The post, scrubbed from the web but available on Google’s cache here, refers to “the bleating Jews who actually believe they are God’s people are still combing the world looking for war-crime culprits”.
“Of course the “holocaust” happened but it was one of the many episodes of war and far from the worst in terms of human life. But Jews believe they are God’s people … so they are more important,” the blog post ran.
“The vanity-driven, thieving Jews did not have a country so they stole someone else’s with the West’s (and the East’s) blessing … and we wonder why we are hated … Sure, the Jews are more industrious and inventive than the lazy Arabs. The Arabs have used receipts from the West’s addiction to oil to build crass monuments to themselves.
“An oil drunk Arab’s benchmark of success is to have a hundred more Rolls Royces than his cousin. The Jews have built a highly sophisticated nation from worthless rocky ground … without the aid of oil reserves, but so what? It’s not their land to succeed with.”
So-called “Asians” also come in for a spray on the blog. “Asians actually believe that because they don’t have hairy bodies and we do, we are closer to the apes. They don’t say that to us but they say that among themselves.”
Imagine this sort of whispering campaign from them, against Howard or Abbott?
And “league tables for war crimes”? Grate idea.
As for “hairy Caucasians” does he mean like those epithets about “monkeys”?
And that would be the same reporter, Ean Higgins who was so disgusting in New Zealand during the Pike River Coal Mine a couple of years ago….. time to pull his head in, OZ?
“Senior Cabinet Ministers have rounded on Australian journalists covering the Pike River coal mine crisis, labelling their questions “disgraceful” and branding one a “tosspot”.
Police Minister Judith Collins this afternoon added to the scorn already heaped upon Ean Higgins, from The Australian, for some questions he asked at a media conference this morning.
“Frankly, those journalists need to sit down and think about what they’re actually doing. What they are doing is they are cheapening the work of other journalists working in Greymouth and they are absolutely not respecting the terrible time the people of Greymouth are going through,” Collins said.
Energy Minister Gerry Brownlee earlier blasted Higgins as “boorish” for asking why a “local country cop” was leading the rescue operation. Collins said the question was “disgraceful”.”
http://www.stuff.co.nz/national/pike-river-mine-disaster/4380385/Boorish-Australian-journalist-infuriates
Julia Gillard, Slater & Gordon are bound by client confidentiality from speaking about work as lawyers and some sections of the media must know this yet they continue to demand, against the concept of natural justice that someone (including the PM) must answer allegations once made.
If they had proof of anything they should just deliver it rather than their ridiculous insinuations.
The Australian has reduced itself to the levels of The Truth and Kim Williams on one hand demands propriety and honesty from the general public re- illegal downloads but fosters an atmosphere of behaviour where the rules are malleable when it suits.
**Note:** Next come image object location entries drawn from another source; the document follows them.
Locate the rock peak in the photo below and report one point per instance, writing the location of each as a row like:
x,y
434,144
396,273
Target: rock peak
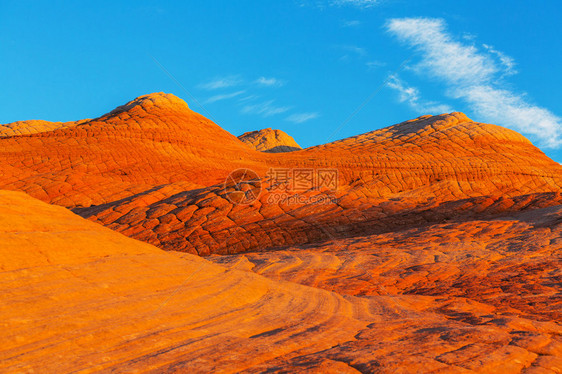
x,y
270,140
159,100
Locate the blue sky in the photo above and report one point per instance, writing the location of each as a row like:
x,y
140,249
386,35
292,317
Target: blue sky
x,y
303,66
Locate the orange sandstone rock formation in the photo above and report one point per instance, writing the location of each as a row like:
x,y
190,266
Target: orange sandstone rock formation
x,y
77,297
155,170
268,140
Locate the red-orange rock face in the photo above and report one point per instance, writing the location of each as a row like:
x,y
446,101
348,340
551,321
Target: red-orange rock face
x,y
154,170
269,140
437,250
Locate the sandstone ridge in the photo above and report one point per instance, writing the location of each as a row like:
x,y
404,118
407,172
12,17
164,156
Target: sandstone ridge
x,y
269,140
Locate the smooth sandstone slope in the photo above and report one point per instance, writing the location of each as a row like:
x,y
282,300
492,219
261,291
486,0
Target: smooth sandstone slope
x,y
155,170
269,140
77,297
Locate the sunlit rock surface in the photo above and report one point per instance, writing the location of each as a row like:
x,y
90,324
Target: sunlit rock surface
x,y
269,140
80,297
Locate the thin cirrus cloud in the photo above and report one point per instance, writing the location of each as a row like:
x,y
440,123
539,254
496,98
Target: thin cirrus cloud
x,y
214,99
351,23
475,76
270,82
411,96
221,82
356,3
265,109
302,117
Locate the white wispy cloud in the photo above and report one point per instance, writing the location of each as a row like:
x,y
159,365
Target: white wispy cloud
x,y
271,82
353,49
356,3
216,98
411,96
375,64
265,109
302,117
221,82
351,23
475,76
507,62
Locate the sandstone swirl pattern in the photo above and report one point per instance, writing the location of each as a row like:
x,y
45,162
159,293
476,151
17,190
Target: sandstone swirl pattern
x,y
77,297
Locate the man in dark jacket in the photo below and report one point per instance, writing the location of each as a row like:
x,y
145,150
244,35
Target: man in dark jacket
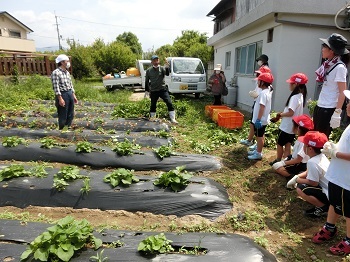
x,y
155,85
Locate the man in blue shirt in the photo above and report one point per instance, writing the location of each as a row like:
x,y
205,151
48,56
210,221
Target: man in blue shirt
x,y
64,92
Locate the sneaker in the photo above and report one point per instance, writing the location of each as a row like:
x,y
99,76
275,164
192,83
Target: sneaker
x,y
342,248
253,147
252,152
246,142
255,156
323,235
274,161
315,212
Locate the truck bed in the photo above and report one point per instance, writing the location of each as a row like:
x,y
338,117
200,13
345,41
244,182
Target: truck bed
x,y
114,83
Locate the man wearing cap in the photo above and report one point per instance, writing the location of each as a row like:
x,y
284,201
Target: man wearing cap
x,y
339,190
155,85
312,186
332,74
64,92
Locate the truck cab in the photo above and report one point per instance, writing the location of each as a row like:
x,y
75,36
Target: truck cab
x,y
187,75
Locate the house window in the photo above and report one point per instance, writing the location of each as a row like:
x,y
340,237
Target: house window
x,y
245,58
227,60
270,35
14,34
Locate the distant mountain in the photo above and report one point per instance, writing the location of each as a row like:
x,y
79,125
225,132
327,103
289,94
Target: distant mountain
x,y
47,49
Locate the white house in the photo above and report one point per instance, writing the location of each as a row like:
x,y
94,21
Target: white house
x,y
13,35
287,31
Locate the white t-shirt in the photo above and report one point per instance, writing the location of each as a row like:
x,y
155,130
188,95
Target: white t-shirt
x,y
329,93
257,89
338,170
296,104
263,99
316,169
298,150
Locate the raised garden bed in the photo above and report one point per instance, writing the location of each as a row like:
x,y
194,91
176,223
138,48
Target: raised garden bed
x,y
220,247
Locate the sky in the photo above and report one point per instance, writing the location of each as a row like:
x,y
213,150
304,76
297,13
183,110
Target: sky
x,y
154,22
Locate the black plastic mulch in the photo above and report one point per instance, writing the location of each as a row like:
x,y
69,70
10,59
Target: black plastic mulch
x,y
121,124
86,135
142,161
220,247
202,196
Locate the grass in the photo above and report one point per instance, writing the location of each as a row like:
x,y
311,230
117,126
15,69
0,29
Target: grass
x,y
262,208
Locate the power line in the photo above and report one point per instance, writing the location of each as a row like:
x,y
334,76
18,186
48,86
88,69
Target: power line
x,y
123,26
58,34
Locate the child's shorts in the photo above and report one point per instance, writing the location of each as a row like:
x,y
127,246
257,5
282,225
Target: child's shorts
x,y
296,169
339,198
259,132
285,138
315,191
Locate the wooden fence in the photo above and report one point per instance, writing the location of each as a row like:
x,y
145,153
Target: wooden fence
x,y
26,63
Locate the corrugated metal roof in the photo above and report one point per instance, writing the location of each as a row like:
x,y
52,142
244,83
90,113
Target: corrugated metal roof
x,y
16,21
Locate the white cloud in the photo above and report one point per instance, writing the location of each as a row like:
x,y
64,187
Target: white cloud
x,y
154,22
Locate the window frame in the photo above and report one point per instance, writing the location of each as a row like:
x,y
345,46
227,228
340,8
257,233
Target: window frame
x,y
228,56
245,59
14,33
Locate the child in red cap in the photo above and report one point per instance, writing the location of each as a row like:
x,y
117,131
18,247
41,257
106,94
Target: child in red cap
x,y
297,163
339,190
254,94
312,186
261,114
294,107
The highly dubious sources should have rung alarm bells for News Ltd. I hope Nick Styant-Browne potential clients in the US, if he still operates as a lawyer, are aware confidentiality is not guaranteed.
I’m underwhelmed that Crikey chose to re-publish the dreck on Pickering’s website. The fact of the piece’s removal from the website could have been reported in general terms without quotes, thereby giving it additional oxygen.